So, in order to explain the reality of a malfunction and how it is handled, here’s a super basic idea of how a modern skydiving “Rig” works. Each rig, either tandem or sport has 4 basic components:


The container is exactly what it sounds like. It is the backpack worn by a jumper that contains all other components, as well as the harness system that attaches either the solo jumper or tandem pair to the rest of the system.

Main Parachute

The main parachute, or “canopy” as it’s more commonly called is exactly that. It’s the parachute that is primarily used. It is located in the bottom half of the container and is connected via a quick release system called a 3-ring.

Reserve Parachute

The reserve parachute is the canopy we put to use if for any reason the main has a problem. It is located on the top half of the container and is attached directly to the harness system on what is called the reserve risers.


The AAD or Automatic Activation Device is a barometric sensitive computer system that knows its altitude and speed during a skydive and will automatically begin the reserve deployment sequence at a predetermined altitude if required.

So now that you understand the basic workings, we can explain how we handle the dreaded cutaway! The fact is, modern parachutes really want to work, and almost every time they do so without any issues at all or with something minor and easily dealt with; the most common of these being line twists, which are exactly what they sound like. It’s a simple problem that even student skydivers handle without issue. 

If a problem arises that isn’t as easy to fix, your instructor will assess the situation by asking themselves a few simple questions. “Is this parachute the shape it’s supposed to be? Is this parachute controllable or is it doing its own thing? Do I think I can land this parachute safely?” If the answer to these questions is no, then your instructor is going to put their years of training to work! Remember that 3-ring quick release system we talked about? Well now is when it’s going to be put to use! 
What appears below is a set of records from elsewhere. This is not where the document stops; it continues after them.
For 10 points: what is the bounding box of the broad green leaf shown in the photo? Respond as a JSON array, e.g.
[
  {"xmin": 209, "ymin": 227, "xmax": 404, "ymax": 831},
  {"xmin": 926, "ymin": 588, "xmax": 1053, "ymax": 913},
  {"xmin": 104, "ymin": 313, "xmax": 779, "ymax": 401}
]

  • The first handle used on your rig is to open your main parachute and it’s located on the bottom of the container, but that’s already been used and it’s time for the reserve. 
  • The next handle your instructor puts to use is what is called the “Cutaway Handle”, and It’s located on the upper right side of the harness and sits around your instructor’s chest height. When they pull this handle, it allows that 3-ring system to release the main canopy, putting the tandem briefly back into freefall. 
  • Handle number 3 is the one you’ve been waiting to hear about! This is the “Reserve Handle”, and it’s located on the upper left side of the harness at the same height as the cutaway. When your instructor uses this one, it pulls the pin on the reserve parachute, deploying the canopy that you’ll now use for the rest of your skydive.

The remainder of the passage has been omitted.